「さよなら渓谷」:有楽町スバル座にて

映芸~DVMANの苦悩~

「さよなら渓谷」:評価75

監督:大森立嗣 出演:真木よう子、大西信満etc

 

 「ケンタとジュン、カヨちゃんの国」、「まほろ多田便利軒」と熱くデカダンスを描く作風を得意とする大森監督の最新作。モスクワ国際映画祭で審査員特別賞を獲ったということで観ることにした。
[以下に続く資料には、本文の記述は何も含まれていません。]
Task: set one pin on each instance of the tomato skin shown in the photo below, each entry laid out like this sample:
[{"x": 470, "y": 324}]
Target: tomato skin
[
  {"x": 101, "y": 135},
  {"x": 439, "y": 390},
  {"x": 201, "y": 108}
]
 「横道世之介」の原作が三島由紀夫や田山花袋を思わせるなんか格好いいエンディングの描き方だっただけに、この映画も原作を読まなければなと感じた(原作者は同じ

吉田修一)。今回は、映画という視点だけで語るとしよう。

 この映画は、まるで夏目漱石の「こころ」を読んでいるような物語である。最初1時間、とにかく謎だらけで混乱してくる。逮捕された女と隣に住む夫婦、特に男が深い関わりがあるらしい?えっ不倫、トリュフォーの「隣の女」的話なのか?えっ誰こいつ?などと不安が募るぐらいの謎のマシンガンに圧倒される。しかも淡々と進むから正直辛い。

 しかし、そこを耐えて段々男の過去が分かって謎が解けてくるとこの話がいかに哀しく切ないのかが分かってくる。丁度、昔「こころ」を読んだときの謎深い「上」が「中」「下」で解けていくような面白さがあった。

 さてこの作品を読み解くと、記者が「こころ」における「私」にあたることが分かる。殺人共犯の疑いを掛けられて逮捕された男。記者は調査を進めると、その男にDV癖があることが分かる。しかし、その男の抑えきれないDVとの葛藤にシンパシーを抱き調査をグイグイ進め始める。そしてその男が必死にDVを押さえ込もうと、また過去の償いをしようとしているところにさらなるシンパシーを抱く。

 そして「こころ」における「中」「下」に当たるところでその男の過去が明らかにされる。その彼の贖罪の描写で彼の葛藤と決意を観客に突きつけ、記者の気持ちが分かってくるのである。

 過去と現在、人と人を巧みにクロスさせて描いていて非常に文芸的作品でした。ただ、本気を出しすぎたためか、冗長を感じさせてしまった。かなりその冗長さが映画を台無しにしていたので、残念だ。

 ちなみに濡れ場の描き方もテクニシャンだ!DVに陥ってはいけないという反面教師的役割もしつつ濡れ場、巧みな物語構成も楽しめる技あり作品でした。